My somewhat facetious take is that LLMs are trying really hard to reinvent RNNs ...

obblekk · on Oct 2, 2023

RNNs are the correct solution, but infeasibly expensive to run.

A different way to think about it is Transformer models are trying to predict which part of the RNN network is "worth" keeping given a resource constraint.

Transformers use a simple heuristic today (and this result makes the heuristic better). Just like many NP complete problems, there might be approximations that are not perfectly correct but still useful. Transformers prove that is the case for neural networks.

tkellogg · on Oct 2, 2023

One such project is RWKV[1]. On the open source leaderboard it lived in the middle of the board for a while, so it really is a legit approach, it's just not hot.

[1]: https://huggingface.co/blog/rwkv

swyx · on Oct 2, 2023

side note - do you think the open source leaderboard is a fair representation of the diversity of OSS models?

modeless · on Oct 2, 2023

It's the best we have for large scale comparison I think. But the major problem is that the tests are public and you can easily cheat by including them in your training set and increase your score an arbitrary amount. You might even be able to do it in a way that would be difficult to detect.

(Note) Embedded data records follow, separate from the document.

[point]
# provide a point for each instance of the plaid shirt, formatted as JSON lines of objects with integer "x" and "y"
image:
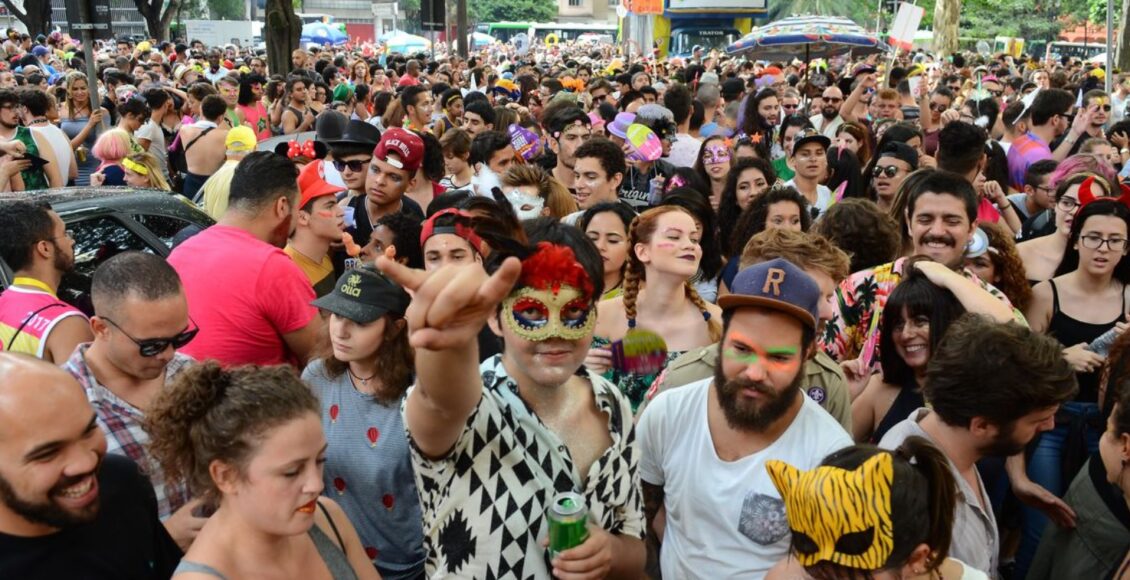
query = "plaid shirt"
{"x": 121, "y": 422}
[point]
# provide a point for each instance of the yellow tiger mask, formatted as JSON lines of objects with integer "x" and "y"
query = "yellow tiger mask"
{"x": 839, "y": 516}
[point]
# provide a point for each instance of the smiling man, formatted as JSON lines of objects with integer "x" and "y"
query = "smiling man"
{"x": 67, "y": 509}
{"x": 597, "y": 175}
{"x": 941, "y": 210}
{"x": 320, "y": 224}
{"x": 704, "y": 446}
{"x": 391, "y": 173}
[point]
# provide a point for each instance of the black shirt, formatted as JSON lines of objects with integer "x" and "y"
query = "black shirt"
{"x": 124, "y": 542}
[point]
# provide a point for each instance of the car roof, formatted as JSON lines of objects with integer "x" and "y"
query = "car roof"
{"x": 64, "y": 200}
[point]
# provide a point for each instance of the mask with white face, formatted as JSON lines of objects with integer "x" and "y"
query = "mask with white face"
{"x": 526, "y": 206}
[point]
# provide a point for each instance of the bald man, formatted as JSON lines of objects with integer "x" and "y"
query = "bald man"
{"x": 67, "y": 509}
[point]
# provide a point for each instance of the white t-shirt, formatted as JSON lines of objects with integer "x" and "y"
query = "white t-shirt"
{"x": 60, "y": 145}
{"x": 823, "y": 197}
{"x": 724, "y": 519}
{"x": 151, "y": 130}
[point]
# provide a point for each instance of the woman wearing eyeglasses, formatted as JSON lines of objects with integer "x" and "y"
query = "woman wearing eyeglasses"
{"x": 1042, "y": 257}
{"x": 1087, "y": 297}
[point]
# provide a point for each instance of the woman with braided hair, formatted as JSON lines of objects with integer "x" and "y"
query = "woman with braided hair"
{"x": 663, "y": 257}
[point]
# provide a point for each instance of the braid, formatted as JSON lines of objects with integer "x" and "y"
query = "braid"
{"x": 633, "y": 271}
{"x": 712, "y": 323}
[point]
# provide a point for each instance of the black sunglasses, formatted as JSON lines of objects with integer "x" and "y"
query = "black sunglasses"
{"x": 355, "y": 165}
{"x": 155, "y": 346}
{"x": 891, "y": 171}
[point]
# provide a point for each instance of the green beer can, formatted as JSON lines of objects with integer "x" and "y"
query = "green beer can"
{"x": 567, "y": 522}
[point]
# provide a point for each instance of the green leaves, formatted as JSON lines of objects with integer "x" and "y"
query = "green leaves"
{"x": 497, "y": 10}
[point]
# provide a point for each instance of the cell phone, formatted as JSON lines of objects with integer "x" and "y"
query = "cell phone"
{"x": 36, "y": 161}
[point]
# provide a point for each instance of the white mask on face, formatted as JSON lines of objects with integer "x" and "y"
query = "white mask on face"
{"x": 526, "y": 206}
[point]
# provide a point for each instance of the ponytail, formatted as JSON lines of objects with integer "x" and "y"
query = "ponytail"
{"x": 941, "y": 494}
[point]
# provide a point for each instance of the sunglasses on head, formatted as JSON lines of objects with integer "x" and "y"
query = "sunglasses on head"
{"x": 155, "y": 346}
{"x": 355, "y": 165}
{"x": 889, "y": 171}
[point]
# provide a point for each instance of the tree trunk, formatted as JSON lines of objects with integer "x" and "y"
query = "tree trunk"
{"x": 946, "y": 14}
{"x": 1123, "y": 40}
{"x": 281, "y": 34}
{"x": 36, "y": 17}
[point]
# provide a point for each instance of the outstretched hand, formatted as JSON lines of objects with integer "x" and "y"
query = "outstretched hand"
{"x": 451, "y": 304}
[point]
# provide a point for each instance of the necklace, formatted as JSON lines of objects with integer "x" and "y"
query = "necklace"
{"x": 362, "y": 380}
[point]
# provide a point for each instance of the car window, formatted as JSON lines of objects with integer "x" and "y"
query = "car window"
{"x": 165, "y": 227}
{"x": 96, "y": 240}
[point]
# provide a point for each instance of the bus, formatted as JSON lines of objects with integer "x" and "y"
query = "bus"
{"x": 504, "y": 31}
{"x": 572, "y": 31}
{"x": 1078, "y": 50}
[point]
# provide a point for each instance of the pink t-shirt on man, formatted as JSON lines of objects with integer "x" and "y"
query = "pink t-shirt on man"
{"x": 243, "y": 294}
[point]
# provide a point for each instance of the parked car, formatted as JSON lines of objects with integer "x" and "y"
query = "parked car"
{"x": 105, "y": 222}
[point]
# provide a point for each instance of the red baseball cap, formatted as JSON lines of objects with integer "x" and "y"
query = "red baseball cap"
{"x": 312, "y": 183}
{"x": 407, "y": 147}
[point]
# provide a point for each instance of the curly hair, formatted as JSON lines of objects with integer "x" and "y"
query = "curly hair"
{"x": 859, "y": 227}
{"x": 215, "y": 414}
{"x": 754, "y": 218}
{"x": 556, "y": 195}
{"x": 1007, "y": 265}
{"x": 393, "y": 356}
{"x": 406, "y": 236}
{"x": 728, "y": 208}
{"x": 861, "y": 135}
{"x": 641, "y": 232}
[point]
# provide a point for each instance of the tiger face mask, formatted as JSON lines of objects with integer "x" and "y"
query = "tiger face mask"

And it can happen by accident as well. There are already many cases of intentional and disclosed contamination in the leaderboard.

What's really needed is a leaderboard based on some private test sets, where you can submit a model to be judged and some entity will run it on their own machines without disclosing the tests to you. Even that could be vulnerable to cheating if the submission process is automated and you can submit many times, as you could use the score as feedback to disclose information about the contents of the private test set. So it would take some care to run such a service, even beyond normal security concerns like securing the sandbox that submitted code runs in, etc.

xpe · on Oct 2, 2023

Who would you trust (and verify) to run such a leaderboard?

modeless · on Oct 3, 2023

Any of the big labs I guess. At least as long as the leaderboard didn't become something so important that even the big labs would be incentivized to cheat on it. In that case, I don't know.

anon291 · on Oct 2, 2023

I think many people believe you. The main advantage of transformers over RNNs is training parallelization. RNNs are hard because training suffers from vanishing gradients and also because it's hard to get full utilization (needs large batches to get good utilization).

The existence of models like RWKV indicates that there is potentially a future in training like a transformer but inferring like an RNN.

Nevermark · on Oct 2, 2023

Yes, indeedy.

Many things learned over the last three decades with smaller (the current terminology is "extremely tiny"! :) neural networks are being revisited for these large models.